Gilbert Lascault, 1992
____________________________

De sa main de soie...
Pour Jean-Pierre Bourquin, la peinture est une enjôleuse, une apprivoiseuse, une ensorceleuse. Elle cherche les vents qui circulent, les nuages migrateurs, les pluies incertaines, la lune à demi dévoilée, les bambous esquissés, les feuilles et les fruits ébauchés.
La peinture serait une errance arrêtée, un vagabondage immobilisé, une odyssée toujours recommencée, un nomadisme stable, un déplacement restauré. Elle inventerait des instants parfaits, des événements déterminés, des avatars accomplis, des occasions idéales. Elle réaliserait des chances imprévues.

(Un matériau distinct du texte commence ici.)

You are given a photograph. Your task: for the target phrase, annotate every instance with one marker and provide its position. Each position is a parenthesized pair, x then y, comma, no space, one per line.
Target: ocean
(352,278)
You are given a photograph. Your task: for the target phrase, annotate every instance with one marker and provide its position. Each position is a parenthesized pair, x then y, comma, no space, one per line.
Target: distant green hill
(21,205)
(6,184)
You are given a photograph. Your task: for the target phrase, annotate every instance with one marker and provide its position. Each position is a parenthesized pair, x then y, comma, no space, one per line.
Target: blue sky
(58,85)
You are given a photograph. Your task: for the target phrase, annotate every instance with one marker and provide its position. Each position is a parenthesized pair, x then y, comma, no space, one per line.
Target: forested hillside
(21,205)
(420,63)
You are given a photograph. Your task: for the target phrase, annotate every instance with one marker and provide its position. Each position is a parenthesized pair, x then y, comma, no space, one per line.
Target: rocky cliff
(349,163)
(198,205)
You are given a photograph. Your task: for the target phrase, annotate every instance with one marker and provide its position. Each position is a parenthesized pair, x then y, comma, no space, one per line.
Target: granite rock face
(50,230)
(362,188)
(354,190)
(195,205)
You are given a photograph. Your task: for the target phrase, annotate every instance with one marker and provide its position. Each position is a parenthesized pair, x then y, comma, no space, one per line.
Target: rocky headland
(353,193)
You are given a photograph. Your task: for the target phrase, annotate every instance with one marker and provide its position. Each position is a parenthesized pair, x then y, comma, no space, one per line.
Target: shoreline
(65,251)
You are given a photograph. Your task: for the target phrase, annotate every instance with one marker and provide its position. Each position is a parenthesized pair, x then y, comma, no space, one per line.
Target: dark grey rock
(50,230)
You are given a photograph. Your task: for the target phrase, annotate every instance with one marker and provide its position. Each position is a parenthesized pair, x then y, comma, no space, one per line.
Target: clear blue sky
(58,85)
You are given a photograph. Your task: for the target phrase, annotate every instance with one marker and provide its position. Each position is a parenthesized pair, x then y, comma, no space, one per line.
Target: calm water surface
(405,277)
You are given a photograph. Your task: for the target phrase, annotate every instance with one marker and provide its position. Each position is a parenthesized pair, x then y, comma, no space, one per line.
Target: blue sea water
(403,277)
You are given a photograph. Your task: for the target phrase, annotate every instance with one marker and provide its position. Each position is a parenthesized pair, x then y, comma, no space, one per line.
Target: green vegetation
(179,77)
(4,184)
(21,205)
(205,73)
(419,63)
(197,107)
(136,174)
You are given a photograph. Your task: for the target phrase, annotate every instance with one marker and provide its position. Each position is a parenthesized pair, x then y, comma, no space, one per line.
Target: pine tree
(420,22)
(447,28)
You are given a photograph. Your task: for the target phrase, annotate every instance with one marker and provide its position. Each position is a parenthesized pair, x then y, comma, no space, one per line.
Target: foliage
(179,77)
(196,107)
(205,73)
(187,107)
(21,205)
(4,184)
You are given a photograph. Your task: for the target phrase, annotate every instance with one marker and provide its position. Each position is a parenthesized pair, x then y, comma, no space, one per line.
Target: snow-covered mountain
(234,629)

Dans des jardins abandonnés, dans des vergers sauvages, dans des herbages barbares, dans des savanes inconnues, dans des paradis retirés, dans des îles oubliées, dans des marais perdus, la peinture flâne.
La peinture et le végétal utopique se séduisent, s'aguichent, flirtent, devisent, se divertissent. Ils lancent des oeillades pareilles aux vagues d'automne.
De sa main de soie, la peinture cueille des plantes primordiales.